For comparison, I did a search with a string that I thought would have higher mutual information with shit, namely lying sack of, limited to words that occurred immediately to the right. That got eight hits, four of them with shit, one with manure, one with (censored), and two left incomplete. The mutual information with shit was 14.18, more than the 9.48, but still less than the score for steaming pile(s) of followed by guano. It just goes to show you can’t jump to conclusions.

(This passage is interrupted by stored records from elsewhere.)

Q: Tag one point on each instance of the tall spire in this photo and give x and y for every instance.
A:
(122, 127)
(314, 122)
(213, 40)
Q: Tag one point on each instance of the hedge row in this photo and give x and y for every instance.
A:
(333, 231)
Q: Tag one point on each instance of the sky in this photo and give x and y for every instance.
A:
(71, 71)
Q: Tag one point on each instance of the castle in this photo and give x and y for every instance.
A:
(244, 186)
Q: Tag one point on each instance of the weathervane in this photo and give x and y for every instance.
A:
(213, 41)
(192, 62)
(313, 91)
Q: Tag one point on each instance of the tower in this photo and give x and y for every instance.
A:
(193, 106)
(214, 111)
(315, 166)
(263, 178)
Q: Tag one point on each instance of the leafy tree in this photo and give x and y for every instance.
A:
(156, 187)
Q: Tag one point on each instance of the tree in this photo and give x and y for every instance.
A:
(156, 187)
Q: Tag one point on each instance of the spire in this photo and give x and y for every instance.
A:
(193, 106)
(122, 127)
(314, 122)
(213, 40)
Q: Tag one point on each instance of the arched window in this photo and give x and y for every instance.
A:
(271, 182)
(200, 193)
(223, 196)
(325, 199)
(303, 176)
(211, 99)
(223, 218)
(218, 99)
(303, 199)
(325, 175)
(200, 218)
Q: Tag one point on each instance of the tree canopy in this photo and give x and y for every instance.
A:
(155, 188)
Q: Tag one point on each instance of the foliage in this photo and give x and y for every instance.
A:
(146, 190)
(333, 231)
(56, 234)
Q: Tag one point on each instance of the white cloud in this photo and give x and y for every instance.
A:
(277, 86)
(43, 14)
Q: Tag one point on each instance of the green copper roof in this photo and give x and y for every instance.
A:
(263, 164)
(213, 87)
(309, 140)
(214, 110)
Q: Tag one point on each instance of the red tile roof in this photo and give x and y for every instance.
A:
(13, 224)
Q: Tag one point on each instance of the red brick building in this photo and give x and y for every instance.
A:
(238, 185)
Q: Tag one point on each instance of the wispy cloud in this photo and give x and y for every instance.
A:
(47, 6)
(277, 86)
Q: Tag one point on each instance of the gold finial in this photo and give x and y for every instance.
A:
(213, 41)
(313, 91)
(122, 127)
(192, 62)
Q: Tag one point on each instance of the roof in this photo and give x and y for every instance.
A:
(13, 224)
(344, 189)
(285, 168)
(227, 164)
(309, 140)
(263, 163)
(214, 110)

But back to our steaming piles, I found that the steaming pile of chana masala I served up to my wife was not without precedent in the Corpora of Contemporary and Historical American English and in Google Books:
- His last meal was more than twenty-four hours behind him, and all he could think about were steaming piles of roast boar and warm ale, right from the goat’s teat. (2009)
- there was a steaming pile of peas and a casserole of sweet potatoes with broiled marshmallows on top. (1995)
- The pot had been drained of water and dumped on its side; they sat close to the steaming pile of potatoes, hunched over, ripping off the salt-stained skins with small knives. (1957)
- They returned to the tent just as the last streak of daylight disappeared from the western horizon and at once set about the consumption of a steaming pile of boiled mutton and huge bowls of dough strings floating in mutton broth. (1918)
- Isidora saw that Bill had the food he liked best for breakfast; a steaming pile of buckwheat cakes trimmed round the edges with crisp brown lace, and oozing syrup at every pore. (1910)
- It was not the time — just after tea — to eat an immense dish of coos-coosoo, or a steaming pile of hot mutton and raisins, cooked in oil,
(1903) - “Naw, Amy ain’t took wid no spell no sich a thing,” interrupted Caroline, as she placed another steaming pile of eggs on Sam’s plate. (1886)
- he will hereafter be held in grateful remembrance around many a steaming pile of Saur-Kraut and Speck. (1869)
- they rushed upon the steaming piles of meat like half-famished wolves.
(1848)
I also found, in the first half of the 20th century and earlier, steaming piles of rubble:
- in no more time than it takes for a tangle of tubes and drums to fly up and fall down again, the whole plant is a steaming pile of brick, mortar (1937)
- The wall crashed down, demolishing the office completely and leaving nothing but a steaming pile of bricks and debris. (1917)
- the lovely mother, who had led him to behold her son as he slept, at this moment a blackened corse under the steaming pile [of a burned-down house] before him. (1832)
The earliest example I’ve found in which steaming pile refers to excrement is from 1890, in Light on the Cloud, or Hints of Comfort for Hours of Sorrow, by Minot Judson Savage:
It is not the fault of the sunlight that, beneath its shining, a bed of flowers lifts up its fragrance to God, and that, beneath the same shining, a steaming pile of filth reeks offence and disease in all nostrils.
And on that inspirational note, I leave you to your own steaming piles, whatever their composition.